Puente.
Bridge (or long weekend).
Last weekend was 'puente', a 4 day weekend from Friday to Monday. After all the energy (and euros) thrown at my Barca birthday trip, I stayed local for the fiesta.
I finally had a proper daylight peep at Oviedo (Capital of the region) with the help of assistant who lives there. I met Woody Allen, Jesus and the biggest Nativity I've ever seen. Woody has his own statue there, including a quote in which he describes the city as 'una cuneta de hadas' a fairy-tale; his glasses have to be replaced every year or so as people touch then and they break. Some scenes from Vicky Christina Barcelona are filmed there, including those in the hotel. Meanwhile, Jesus is perched on Monte Naranco, overlooking the city. Along the steep route are 2 UNESCO certified churches. The Belén (nativity) is a serious business here. Serious, as in it's a girl's name. Serious, as in there are competitions. Serious, as in the one in Oviedo's Plaza Mayor has life size figures in a stable AND a 3D panoramic view of Bethlehem stretching across an estimated 9m with running water and sound effects.
I took a trip to Ribadesella, 2 hours of winding roads and coastal views to a coastal pueblo stretched across an estuary. Along the promenade the town has a series of wonderful tile murals depicting its history, ranging from 'prehistoria' to 'modernidad'. I walked up the cliff to the viewing point next to an old chapel. There are caves with cave paintings and a museum here but he caves are close until Easter, so I will be returning. They also have a walking route along the coast where dinosaur footprints can be spotted. The river is the site of an annual Eatser regatta, the names of the winning teams are etched on a stone tablet on the riverside next to a sculpture of 2 men in a kayak; there were several rowers out and about on the day too. The beach of Atalaya, hidden away between cliffs was lovely, but the highlight in the casco viejo was the Iglesia de Santa María Magdalena. The church contains the most stunning murals I've seen in a while.
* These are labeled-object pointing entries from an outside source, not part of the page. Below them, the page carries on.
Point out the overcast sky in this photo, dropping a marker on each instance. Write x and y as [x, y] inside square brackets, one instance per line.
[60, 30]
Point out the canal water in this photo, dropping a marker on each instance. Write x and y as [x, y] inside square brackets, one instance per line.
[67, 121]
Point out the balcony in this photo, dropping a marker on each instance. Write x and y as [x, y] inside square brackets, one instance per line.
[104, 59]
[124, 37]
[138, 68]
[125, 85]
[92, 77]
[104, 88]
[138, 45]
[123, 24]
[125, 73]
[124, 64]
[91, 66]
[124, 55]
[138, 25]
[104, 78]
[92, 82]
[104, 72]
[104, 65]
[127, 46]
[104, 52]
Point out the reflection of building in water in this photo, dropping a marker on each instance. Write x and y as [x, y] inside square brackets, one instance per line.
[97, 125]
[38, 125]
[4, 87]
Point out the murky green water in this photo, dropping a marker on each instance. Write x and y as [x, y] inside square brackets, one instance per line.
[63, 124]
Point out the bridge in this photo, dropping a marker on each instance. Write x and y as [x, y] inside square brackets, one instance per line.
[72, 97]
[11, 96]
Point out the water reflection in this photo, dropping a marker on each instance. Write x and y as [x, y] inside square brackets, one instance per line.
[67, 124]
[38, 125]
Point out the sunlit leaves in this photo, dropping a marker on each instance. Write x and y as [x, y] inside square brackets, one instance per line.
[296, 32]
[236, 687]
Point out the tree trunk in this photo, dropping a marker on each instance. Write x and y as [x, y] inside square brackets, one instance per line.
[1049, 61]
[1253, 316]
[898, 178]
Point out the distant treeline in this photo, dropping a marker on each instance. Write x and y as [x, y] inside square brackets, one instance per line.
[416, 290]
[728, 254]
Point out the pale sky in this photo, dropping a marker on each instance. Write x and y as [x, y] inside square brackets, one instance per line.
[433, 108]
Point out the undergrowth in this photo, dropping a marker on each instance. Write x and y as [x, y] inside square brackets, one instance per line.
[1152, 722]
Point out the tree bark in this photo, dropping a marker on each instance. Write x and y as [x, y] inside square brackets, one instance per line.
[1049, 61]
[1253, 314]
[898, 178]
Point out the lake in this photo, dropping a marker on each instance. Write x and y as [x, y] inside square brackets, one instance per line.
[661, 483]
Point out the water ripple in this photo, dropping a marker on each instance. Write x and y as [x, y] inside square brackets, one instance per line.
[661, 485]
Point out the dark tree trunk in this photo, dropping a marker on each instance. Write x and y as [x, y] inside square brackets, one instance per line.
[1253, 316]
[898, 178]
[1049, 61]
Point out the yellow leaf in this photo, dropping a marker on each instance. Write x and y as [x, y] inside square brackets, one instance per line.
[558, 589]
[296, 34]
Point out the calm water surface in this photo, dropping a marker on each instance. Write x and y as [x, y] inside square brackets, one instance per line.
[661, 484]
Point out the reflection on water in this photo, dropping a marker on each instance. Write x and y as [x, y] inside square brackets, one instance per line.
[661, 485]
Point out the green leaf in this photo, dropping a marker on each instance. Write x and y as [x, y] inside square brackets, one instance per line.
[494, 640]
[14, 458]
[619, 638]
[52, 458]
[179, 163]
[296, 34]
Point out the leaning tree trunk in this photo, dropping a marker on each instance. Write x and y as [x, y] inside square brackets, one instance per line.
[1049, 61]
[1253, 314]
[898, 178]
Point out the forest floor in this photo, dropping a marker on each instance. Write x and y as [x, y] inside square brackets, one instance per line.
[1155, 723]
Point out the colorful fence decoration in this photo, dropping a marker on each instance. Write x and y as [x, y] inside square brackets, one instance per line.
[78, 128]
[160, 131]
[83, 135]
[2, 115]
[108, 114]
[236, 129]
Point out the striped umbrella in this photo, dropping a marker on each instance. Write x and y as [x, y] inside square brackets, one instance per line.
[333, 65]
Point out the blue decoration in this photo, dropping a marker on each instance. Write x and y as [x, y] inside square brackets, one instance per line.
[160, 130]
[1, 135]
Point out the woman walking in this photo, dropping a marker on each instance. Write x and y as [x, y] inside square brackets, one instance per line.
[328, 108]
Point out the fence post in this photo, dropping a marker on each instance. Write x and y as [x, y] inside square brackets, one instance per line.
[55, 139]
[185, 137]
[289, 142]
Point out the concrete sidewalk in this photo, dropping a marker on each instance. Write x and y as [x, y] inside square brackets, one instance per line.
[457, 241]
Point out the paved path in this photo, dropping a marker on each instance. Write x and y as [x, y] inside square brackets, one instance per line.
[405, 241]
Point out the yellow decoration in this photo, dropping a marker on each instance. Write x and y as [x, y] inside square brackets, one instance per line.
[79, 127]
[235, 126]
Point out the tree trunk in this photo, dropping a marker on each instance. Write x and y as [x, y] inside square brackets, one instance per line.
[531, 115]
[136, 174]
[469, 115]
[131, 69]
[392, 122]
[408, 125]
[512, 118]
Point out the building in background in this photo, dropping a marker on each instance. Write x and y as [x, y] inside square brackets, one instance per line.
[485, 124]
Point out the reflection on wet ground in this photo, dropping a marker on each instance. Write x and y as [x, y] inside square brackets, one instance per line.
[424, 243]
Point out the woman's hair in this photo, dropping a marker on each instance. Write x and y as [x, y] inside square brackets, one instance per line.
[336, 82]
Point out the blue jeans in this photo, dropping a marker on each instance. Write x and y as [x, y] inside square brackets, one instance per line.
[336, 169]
When traveling to Ribadesella there was one coastal view that rendered me gaping, nose against the window. Lastres is another coastal pueblo, similar to Cudillero in that they're both build leading down a hill to a port. Only this was steeper (and there was less rain). I stopped off on the way back for 2 hours and trekked my way to the viewing point:
After a day of rest on Sunday, I caught the 8:15am bus to Llanes, another seaside town. I'm only sorry I couldn't spend more time there as it was lovely. There were medieval castle remnants and a lovely old town, throughout which traditional loud speakers trilled Christmas songs (while wearing my sunglasses, this was a surreal experience). The Paseo de San Pedro is a strip of green along the top of a cliff that snakes round the edge of the town before entering a wide Dartmoor like plain to the mountains in the distance; it is also very beautiful. Llanes is home to Los Cubos de Memoria by the Brazilian artist and sculptor Agustín Ibarrola along the pier. They are giant cubes of rock, placed like breakwaters around the pier and painted with patterns and images, some of which are supposed to represent events in Llanes' history.
A rather enjoyable penultimate weekend staycation.